I decided today I would make a rare exception for "Endgame." I was worried that by next week I would accidentally read spoilers on the internet, or, worse, purposely read spoilers on the internet. I do not trust myself. I watched "Aquaman" last night — a half-hour in, I picked up my phone and read the entire plot on Wikipedia. (I also needed to make sure that that was Dolph Lundgren with red hair in the movie. It was.)

I booked a ticket for "Avengers" on Fandango and chose my seat: M5. (Who else is seeing the new "Avengers" from M5 this weekend?) Strangely, I also booked a flight today, and I did not have the option to choose my own seat for that. Why is it that I can reserve a seat with a $10 movie ticket but not with a $100 plane ticket?
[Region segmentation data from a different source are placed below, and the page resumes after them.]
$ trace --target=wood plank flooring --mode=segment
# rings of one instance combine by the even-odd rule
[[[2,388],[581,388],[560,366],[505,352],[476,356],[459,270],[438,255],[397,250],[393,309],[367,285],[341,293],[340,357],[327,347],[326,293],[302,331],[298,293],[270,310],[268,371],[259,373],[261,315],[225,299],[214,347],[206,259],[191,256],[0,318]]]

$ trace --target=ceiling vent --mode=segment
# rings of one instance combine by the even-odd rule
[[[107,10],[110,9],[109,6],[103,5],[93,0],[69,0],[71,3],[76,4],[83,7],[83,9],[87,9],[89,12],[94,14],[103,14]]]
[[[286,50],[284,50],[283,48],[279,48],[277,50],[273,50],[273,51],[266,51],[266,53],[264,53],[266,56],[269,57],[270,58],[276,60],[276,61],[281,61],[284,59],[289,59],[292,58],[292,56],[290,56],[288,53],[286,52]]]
The plane isn't even going to be showing "Avengers." 

I'm seeing "Avengers" solo. I didn't get a ticket for my wife, since she has other plans. Believe me, I wish I was seeing the movie with my wife. She offers me great protection when I'm at the movies, which I discovered when we saw the last "Avengers" film, "Infinity War," together. 

She left the theater just as the credits began to roll; she had to run somewhere. Not even a minute later, I felt a piece of popcorn hit my head. Then another. And then another. 

A large group of kids had been sitting directly behind us during the movie, making noise, doing the things that kids do when they're at the movies. But they apparently decided to wait until I was alone before starting an infinity popcorn war.

What could I do? They were kids. I couldn't fight back with popcorn. I'd already eaten all of the popcorn in my bucket.

What I really wanted to do was some version of this:


Instead, I calmly walked toward the back of the theater, settling into an empty seat so I could continue to watch the credits. 

Before I see "Avengers: Endgame," alone, on opening weekend, I'd like to offer this reminder to all of the kids who have tickets to the same screening: Shane demands your silence (and your best behavior).